The associate professor of medicine, Medical College of Wisconsin, discussed advantages of afami-cel and data from the pivotal SPEARHEAD-1 trial.
“For synovial sarcoma in the metastatic setting, we've been using the same drugs for quite a while… Some standard cytotoxic chemotherapies have activity for some patients that can be effective... But we haven’t had a lot of new therapies in recent years. So, this T-cell therapy, afami-cel, is essentially a version of immunotherapy, and it’s exciting to see how we're building all these different ways to capture the activity of the immune system against cancers.”

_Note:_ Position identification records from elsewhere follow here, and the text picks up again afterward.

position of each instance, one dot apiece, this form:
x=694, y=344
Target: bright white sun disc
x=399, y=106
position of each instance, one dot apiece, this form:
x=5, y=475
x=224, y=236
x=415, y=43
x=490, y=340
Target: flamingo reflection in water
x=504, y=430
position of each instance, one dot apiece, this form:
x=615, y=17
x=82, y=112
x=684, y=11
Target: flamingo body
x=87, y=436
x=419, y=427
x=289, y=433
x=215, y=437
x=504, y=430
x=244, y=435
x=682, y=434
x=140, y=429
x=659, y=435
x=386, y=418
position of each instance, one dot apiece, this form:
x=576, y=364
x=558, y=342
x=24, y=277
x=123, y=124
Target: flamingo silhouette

Afamitresgene autoleucel (afami-cel, formerly ADP-A2M4) is up for priority review by the FDA for treating advanced synovial sarcoma. The investigational T-cell receptor (TCR) T-cell therapy, developed by Adaptimmune Therapeutics, has a Prescription Drug User Fee Act (PDUFA) target action date of August 4, 2024.

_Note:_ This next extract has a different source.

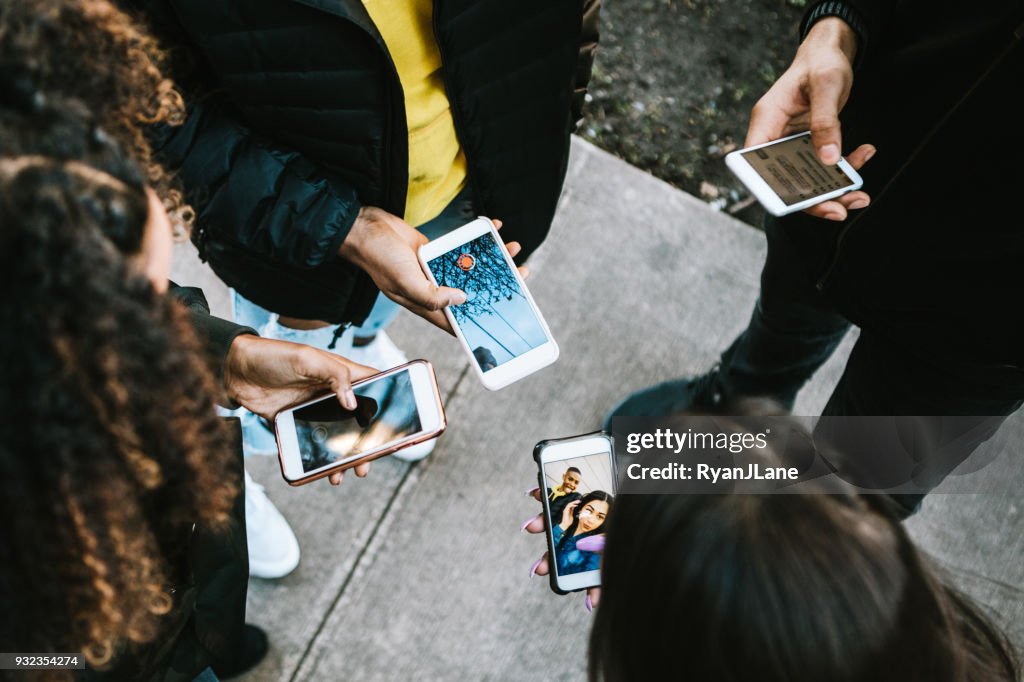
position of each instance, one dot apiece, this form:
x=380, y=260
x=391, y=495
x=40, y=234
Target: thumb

CGTLive® spoke with John A. Charlson, MD, associate professor of medicine, Medical College of Wisconsin, and primary investigator of the pivotal SPEARHEAD-1 trial (NCT04044768) assessing afami-cel, to learn more about afami-cel and its potential to transform the treatment landscape of synovial sarcoma. He shared his excitement for afami-cel’s potential approval and discussed how it could help address current unmet needs in this patient population. He also went over the therapy’s TCR mechanism, advantages it offers over other kinds of therapies, and data from SPEARHEAD-1 that supported the biologics license application submission.
SPEARHEAD-1 previously met its primary efficacy endpoint of overall objective response (ORR) compared to natural history, with the trial showing a 39% ORR and a median duration of response of around 12 months in patients with advanced synovial sarcoma treated with afami-cel.